Treatments may include NSAIDs, corticosteroids, immunosuppressants, hydroxychloroquine and methotrexate. SLE significantly increases the risk of cardiovascular disease, this being the most common cause of death. The incidence of SLE varies between countries, from 20 to 70 per 100000.
g- Systemic sclerosis
Systemic sclerosis, or scleroderma, is an autoimmune disease that primarily affects the skin but can affect any organ system. It is characterized by diffuse fibrosis and vascular abnormalities affecting the skin, joints, and internal organs. Specific treatments are difficult to identify, and the emphasis is often on the treatment of complications.
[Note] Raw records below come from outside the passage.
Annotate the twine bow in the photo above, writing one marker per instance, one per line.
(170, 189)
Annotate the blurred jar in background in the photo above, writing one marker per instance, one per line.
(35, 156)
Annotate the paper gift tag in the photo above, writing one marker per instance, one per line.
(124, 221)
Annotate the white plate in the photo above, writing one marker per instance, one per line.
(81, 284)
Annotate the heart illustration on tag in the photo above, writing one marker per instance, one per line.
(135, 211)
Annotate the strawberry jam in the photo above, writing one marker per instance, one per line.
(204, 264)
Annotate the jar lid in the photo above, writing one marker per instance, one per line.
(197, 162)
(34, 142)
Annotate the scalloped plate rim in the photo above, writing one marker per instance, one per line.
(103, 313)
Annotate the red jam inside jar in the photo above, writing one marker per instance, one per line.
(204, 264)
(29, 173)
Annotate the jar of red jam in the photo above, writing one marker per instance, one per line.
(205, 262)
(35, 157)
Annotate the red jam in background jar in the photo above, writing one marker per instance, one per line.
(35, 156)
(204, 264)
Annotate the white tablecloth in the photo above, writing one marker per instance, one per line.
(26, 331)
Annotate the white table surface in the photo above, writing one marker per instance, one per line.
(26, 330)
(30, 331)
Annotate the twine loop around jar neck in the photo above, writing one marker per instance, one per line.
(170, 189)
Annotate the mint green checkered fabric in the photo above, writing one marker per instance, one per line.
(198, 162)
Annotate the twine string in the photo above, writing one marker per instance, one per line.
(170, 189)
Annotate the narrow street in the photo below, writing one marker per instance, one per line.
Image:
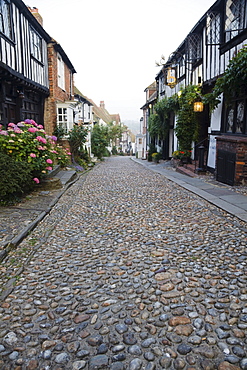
(131, 272)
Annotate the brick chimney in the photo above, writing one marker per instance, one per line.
(35, 13)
h- Primary Sjögren’s Syndrome
Primary Sjögren’s Syndrome is a syndrome of dry eyes, dry mouth, and arthritis. Secondary Sjogrens syndrome can occur in association with other rheumatologic diseases such as RA and lupus. Sjögren’s syndrome can affect various exocrine glands or other organs. Treatment is usually symptomatic.
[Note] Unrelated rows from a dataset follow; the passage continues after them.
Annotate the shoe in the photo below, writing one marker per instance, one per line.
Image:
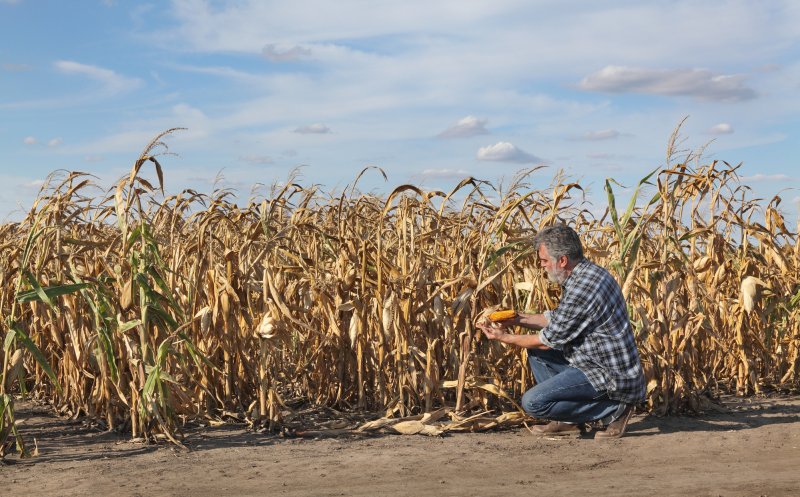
(616, 428)
(556, 428)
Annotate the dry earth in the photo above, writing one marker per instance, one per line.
(751, 450)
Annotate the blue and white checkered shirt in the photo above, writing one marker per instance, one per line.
(590, 326)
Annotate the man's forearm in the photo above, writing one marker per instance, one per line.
(531, 321)
(526, 341)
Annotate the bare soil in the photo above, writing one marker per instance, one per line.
(753, 449)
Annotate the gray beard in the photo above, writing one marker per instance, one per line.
(557, 276)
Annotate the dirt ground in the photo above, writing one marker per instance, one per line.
(753, 449)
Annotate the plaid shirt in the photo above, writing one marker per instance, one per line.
(590, 326)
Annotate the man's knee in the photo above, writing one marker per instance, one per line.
(536, 404)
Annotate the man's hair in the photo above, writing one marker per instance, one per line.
(560, 240)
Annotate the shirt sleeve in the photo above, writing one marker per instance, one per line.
(569, 320)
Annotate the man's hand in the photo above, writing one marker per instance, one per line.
(493, 331)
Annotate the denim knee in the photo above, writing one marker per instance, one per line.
(535, 404)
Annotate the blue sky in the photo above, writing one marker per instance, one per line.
(430, 91)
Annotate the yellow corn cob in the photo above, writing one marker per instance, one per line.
(502, 315)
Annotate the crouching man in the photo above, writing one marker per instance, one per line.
(584, 358)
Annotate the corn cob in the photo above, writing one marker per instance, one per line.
(502, 315)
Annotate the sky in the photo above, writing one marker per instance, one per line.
(429, 91)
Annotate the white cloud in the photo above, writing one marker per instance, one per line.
(112, 82)
(505, 152)
(466, 127)
(277, 53)
(698, 83)
(445, 173)
(313, 129)
(605, 134)
(721, 129)
(258, 160)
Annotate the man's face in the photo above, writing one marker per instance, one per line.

i- Polymyalgia rheumatica and giant cell (temporal) arteritis
Polymyalgia rheumatica (PMR) is a syndrome of rapid onset of aching and stiffness, usually in the neck, shoulders, upper arms, and hips, in older adults. It responds to treatment with anti-inflammatory medications (e.g., corticosteroids). Most people with PMR wake up in the morning with muscle pains. Giant cell arteritis (GCA), which often occurs with PMR, is a type of vasculitis that affects medium-size arteries and results in headache, vision loss, and other symptoms.
j- Soft tissue disorders (excluding back pain)
These are a variety of problems of the tendons, bursae, muscles, ligaments and fascia that cause pain and dysfunction. The prevalence of soft tissue disorders is difficult to determine due to the variety of conditions included.
k- Tendinopathy
Tendinopathy is a type of tendon disorder that can cause pain, swelling, and impaired function. The pain is related to movement. Frequent locations are the shoulder (rotator cuff tendinitis, biceps tendinitis), elbow (tennis elbow, golfer’s elbow), wrist, hip, knee (jumper’s knee, popliteus tendinopathy), and ankle (Achilles tendinitis). It may be rendered symptomatic by an injury or repetitive activity. Treatment may include rest, NSAIDs, splinting, and physiotherapy. Tendinopathy occurs relatively frequently. Older people are more commonly affected.